Tadorna ferruginea is a rather special bird. In Buddhism, it’s sacred. The species is also nocturnal.
I saw this specimen at the Farmoor reservoir near Oxford – that’s really unusual. It’s quite likely the bird has gone feral, because the main area ranges from south-east Europe to Asia. The European population is in decline, mainly because of hunting.
Psittacula krameri is also known as ring-necked parakeet, Kingston parakeet or Twickenham parakeet. The last two names signify that these birds not only live in tropical Africa and Asia, but also in London. I saw this one at Kew Gardens. It’s tricky to spot the birds among the foliage, but their calls can be heard even when the planes are flying over.
Bath is town full of art and a wide range of architecture. The most famous architectural style is Georgian, like the Circus. The city centre is a world heritage site.

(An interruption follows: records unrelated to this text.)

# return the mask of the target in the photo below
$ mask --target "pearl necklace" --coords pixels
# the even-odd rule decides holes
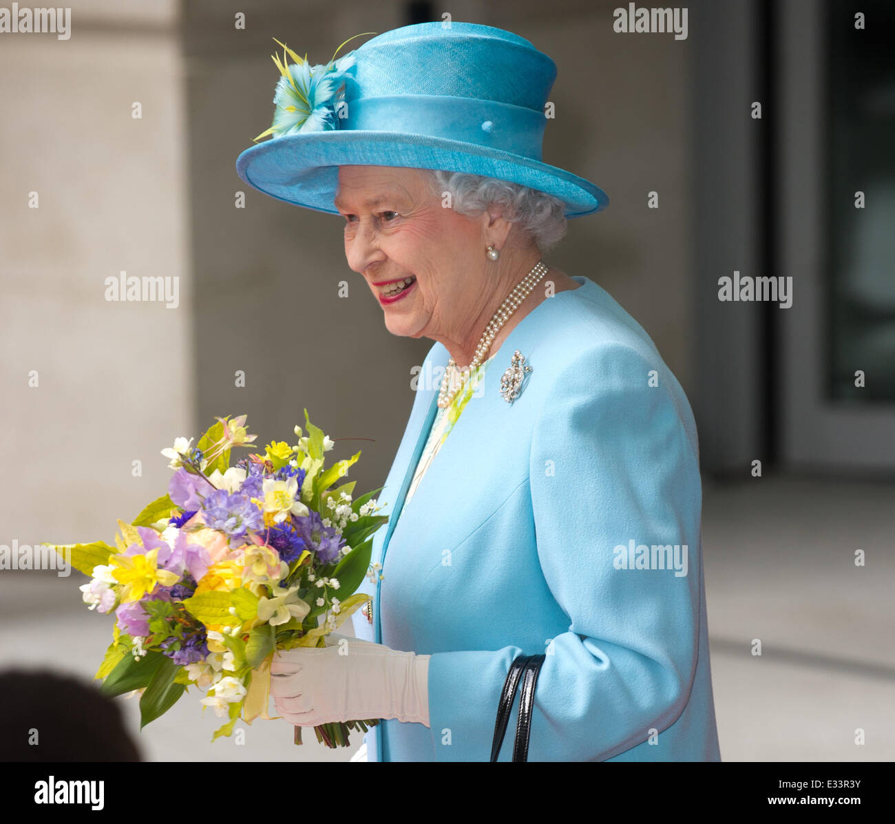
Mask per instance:
[[[457,370],[457,366],[453,358],[448,361],[448,368],[445,370],[444,378],[441,378],[441,388],[439,390],[439,406],[441,409],[447,407],[454,400],[454,396],[463,386],[466,375],[484,362],[485,356],[491,348],[491,344],[494,343],[494,338],[497,336],[498,332],[509,320],[513,312],[519,308],[522,302],[532,293],[532,291],[549,270],[549,267],[544,261],[539,260],[534,264],[532,271],[516,285],[513,291],[507,296],[507,300],[500,304],[498,310],[491,316],[491,319],[488,321],[488,326],[485,327],[485,331],[482,333],[482,337],[479,339],[479,345],[475,347],[475,354],[473,357],[472,362],[469,366],[464,367],[461,370],[464,372],[463,377],[449,392],[448,387],[454,382],[454,373]]]

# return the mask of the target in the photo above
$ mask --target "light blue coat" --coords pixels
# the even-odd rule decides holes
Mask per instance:
[[[512,330],[376,535],[383,579],[364,582],[372,623],[356,612],[354,631],[431,655],[430,728],[380,722],[369,760],[487,761],[510,663],[540,652],[530,760],[720,758],[693,414],[644,329],[575,280]],[[516,349],[533,371],[510,404],[499,386]],[[448,357],[436,344],[423,363],[383,514],[400,512]]]

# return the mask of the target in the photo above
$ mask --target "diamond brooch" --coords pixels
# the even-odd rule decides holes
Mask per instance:
[[[522,383],[525,379],[525,373],[531,372],[532,368],[525,366],[525,356],[518,349],[513,353],[513,360],[510,361],[510,367],[500,378],[500,395],[507,404],[512,404],[522,391]]]

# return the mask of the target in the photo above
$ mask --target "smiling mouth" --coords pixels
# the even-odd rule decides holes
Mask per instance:
[[[396,294],[400,294],[406,289],[411,284],[415,283],[416,276],[411,275],[410,277],[405,277],[404,280],[396,281],[393,284],[388,284],[387,286],[382,286],[379,289],[379,294],[384,298],[392,298]]]

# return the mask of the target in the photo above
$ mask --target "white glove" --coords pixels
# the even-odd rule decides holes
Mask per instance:
[[[429,726],[429,659],[330,633],[326,647],[274,655],[270,694],[295,726],[396,718]]]

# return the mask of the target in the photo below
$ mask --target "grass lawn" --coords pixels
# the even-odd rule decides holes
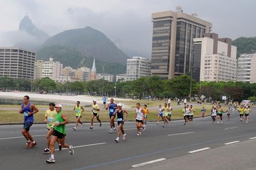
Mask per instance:
[[[3,106],[3,105],[1,105]],[[5,105],[4,105],[5,106]],[[6,107],[7,107],[8,105],[6,105]],[[206,109],[206,112],[205,115],[209,115],[210,112],[210,108],[211,108],[211,105],[204,105],[205,109]],[[46,107],[46,106],[42,106],[42,107]],[[16,108],[19,107],[19,106],[17,106],[17,107],[12,107],[14,108],[14,110],[11,111],[5,111],[5,110],[0,110],[0,117],[2,118],[0,119],[0,124],[1,123],[23,123],[24,121],[24,115],[22,114],[19,114],[17,113],[17,110]],[[194,114],[194,117],[201,116],[201,109],[202,108],[201,106],[197,106],[195,108],[196,109],[196,113]],[[72,107],[73,108],[73,107]],[[65,107],[63,108],[64,113],[66,113],[70,122],[75,121],[75,113],[72,110],[65,110]],[[126,109],[126,108],[125,108]],[[226,111],[227,109],[227,107],[223,106],[222,109],[224,111]],[[128,120],[135,120],[135,118],[133,117],[135,114],[135,108],[128,108],[126,109],[128,113],[129,113],[127,117]],[[182,110],[182,108],[174,109],[172,111],[172,118],[173,119],[179,119],[183,118],[183,114],[181,112]],[[45,111],[39,111],[36,114],[34,115],[35,122],[43,122],[44,118],[45,116]],[[148,114],[148,117],[147,120],[156,120],[157,117],[157,109],[155,110],[150,110],[150,113]],[[90,121],[92,114],[89,111],[86,111],[85,112],[83,113],[82,114],[82,121],[83,122],[89,122]],[[106,110],[102,110],[99,112],[99,118],[102,121],[109,121],[109,112]],[[96,118],[95,120],[96,121]]]

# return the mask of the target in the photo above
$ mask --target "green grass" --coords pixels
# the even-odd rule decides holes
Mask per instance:
[[[209,115],[210,112],[210,108],[211,108],[211,105],[204,105],[205,109],[206,109],[206,112],[205,115]],[[202,108],[201,106],[197,106],[195,107],[196,109],[196,113],[194,114],[194,117],[201,116],[201,109]],[[225,106],[223,107],[223,109],[225,111],[227,109],[227,107]],[[0,110],[0,117],[2,118],[0,119],[0,124],[1,123],[23,123],[24,121],[24,115],[22,114],[19,114],[17,113],[18,109],[14,109],[14,110],[12,111],[4,111]],[[183,118],[183,114],[181,112],[182,108],[174,109],[172,111],[172,118],[173,119],[180,119]],[[69,119],[70,122],[75,121],[75,113],[72,110],[65,110],[64,108],[64,113],[67,114]],[[133,115],[135,114],[135,109],[130,108],[127,109],[127,112],[129,113],[127,117],[128,120],[135,120],[135,119],[133,117]],[[45,117],[45,112],[44,111],[39,111],[38,113],[34,115],[34,118],[35,122],[43,122],[44,118]],[[109,121],[109,112],[106,110],[102,110],[99,112],[99,118],[102,121]],[[156,120],[158,115],[157,109],[154,110],[150,110],[150,113],[148,114],[148,117],[147,118],[148,120]],[[85,112],[83,113],[82,114],[82,121],[83,122],[89,122],[91,120],[91,117],[92,116],[92,114],[89,111],[86,111]],[[95,118],[96,120],[96,118]]]

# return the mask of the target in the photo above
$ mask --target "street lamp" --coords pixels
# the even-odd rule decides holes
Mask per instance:
[[[191,91],[192,90],[192,71],[193,70],[193,55],[195,54],[195,52],[192,53],[192,54],[190,54],[189,56],[189,60],[190,61],[190,94],[189,94],[189,100],[191,103]]]

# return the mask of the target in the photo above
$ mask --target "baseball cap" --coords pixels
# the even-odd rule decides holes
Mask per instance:
[[[62,105],[61,104],[57,104],[55,106],[56,108],[62,108]]]

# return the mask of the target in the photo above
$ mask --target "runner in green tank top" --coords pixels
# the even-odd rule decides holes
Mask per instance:
[[[77,130],[77,126],[78,126],[78,124],[80,124],[82,125],[82,128],[83,128],[83,126],[84,125],[81,122],[81,118],[82,118],[82,113],[84,111],[84,109],[83,108],[82,106],[80,105],[80,102],[76,102],[76,105],[74,107],[73,111],[76,113],[76,126],[73,128],[74,131],[76,131]]]
[[[55,109],[57,112],[55,114],[55,123],[54,124],[54,130],[52,134],[53,137],[51,140],[51,157],[46,160],[47,163],[54,163],[54,144],[55,143],[57,139],[59,139],[59,141],[62,148],[69,149],[70,155],[74,154],[74,150],[73,147],[65,143],[66,138],[66,124],[69,124],[68,117],[63,113],[62,111],[62,106],[60,104],[56,105]]]

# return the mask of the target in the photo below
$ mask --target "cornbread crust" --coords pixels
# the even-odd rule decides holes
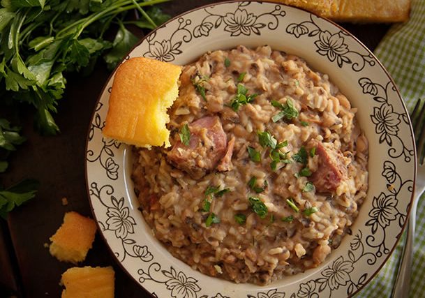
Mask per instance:
[[[64,223],[50,237],[50,254],[59,261],[84,261],[91,248],[96,226],[94,221],[77,212],[65,214]]]
[[[73,267],[62,274],[62,298],[113,298],[115,272],[112,267]]]
[[[274,0],[283,4],[306,9],[318,15],[329,15],[333,3],[332,0]]]
[[[325,17],[342,22],[405,22],[410,0],[334,0],[335,7]]]
[[[396,22],[409,20],[410,0],[274,0],[338,22]]]
[[[167,109],[177,98],[181,67],[131,58],[115,74],[103,135],[138,147],[170,146]]]

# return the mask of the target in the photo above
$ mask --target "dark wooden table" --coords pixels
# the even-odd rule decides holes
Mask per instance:
[[[174,0],[163,5],[177,15],[214,2],[211,0]],[[389,26],[341,24],[369,49],[373,50]],[[61,274],[72,265],[52,257],[44,244],[62,223],[66,211],[91,216],[84,177],[84,146],[87,128],[98,96],[110,73],[99,63],[89,76],[68,76],[65,96],[55,118],[61,133],[41,137],[33,131],[28,114],[23,133],[28,140],[12,156],[10,168],[1,181],[6,186],[24,177],[33,177],[41,186],[36,198],[0,222],[0,297],[58,297]],[[61,198],[69,201],[63,206]],[[3,239],[3,240],[2,240]],[[117,297],[151,297],[121,269],[99,234],[81,265],[112,265],[116,272]]]

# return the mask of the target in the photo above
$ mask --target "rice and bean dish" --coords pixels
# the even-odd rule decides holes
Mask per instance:
[[[185,66],[170,148],[134,149],[143,216],[204,274],[264,285],[323,262],[368,188],[368,142],[328,75],[269,46]]]

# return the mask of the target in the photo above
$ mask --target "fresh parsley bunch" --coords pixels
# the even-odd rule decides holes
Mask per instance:
[[[124,27],[124,14],[137,9],[144,17],[133,23],[151,29],[167,16],[143,8],[166,1],[2,0],[0,98],[32,105],[39,131],[56,134],[59,128],[52,113],[64,94],[66,72],[93,68],[107,50],[104,58],[114,66],[137,40]],[[112,24],[119,30],[110,42],[103,37]]]
[[[138,40],[124,25],[155,28],[170,17],[151,6],[167,1],[1,0],[0,112],[6,104],[29,104],[35,109],[38,131],[57,133],[52,114],[62,98],[66,73],[89,73],[100,56],[112,69]],[[124,21],[125,13],[134,9],[142,17]],[[104,36],[111,24],[118,30],[108,40]],[[0,172],[8,167],[9,153],[25,140],[19,132],[0,118]],[[6,218],[15,207],[32,198],[37,188],[33,180],[6,189],[0,186],[0,216]]]

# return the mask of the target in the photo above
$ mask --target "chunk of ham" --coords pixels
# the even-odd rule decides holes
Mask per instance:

Bath is also the only place in the UK with natural hot springs. It’s possible to go into one of the spas (which I didn’t), or to see how the old Romans did it (which I did). What I admired most at the baths in Bath, however, was a relic of Sulis Minerva, goddess of the hot springs.
My personal highlight was somewhat off the beaten track. Welcome to the Herschel house! Caroline and William Herschel were two astronomers who were famous for their telescopes with home-polished mirrors, and comet hunting. If you feel like walking in their footsteps, you can be a citizen scientist and help with one of the astronomy projects on the Zooniverse platform.
Emberiza schoeniclus is a bird I really like – the males are easy to identify and their song is simple but recognizable even for someone who has difficulties telling songs apart (like me). They need reedbeds to breed, so where there is a bit of proper wetland, there are the buntings. This one sang in the RSPB reserve in Otmoor earlier this year.
In Oxford, Milvus milvus is a common sight and has been for a few years, after a successful reintroduction scheme some decades ago. The situation throughout the Western Paleoarctic is rather mixed for the species, and overall not very bright.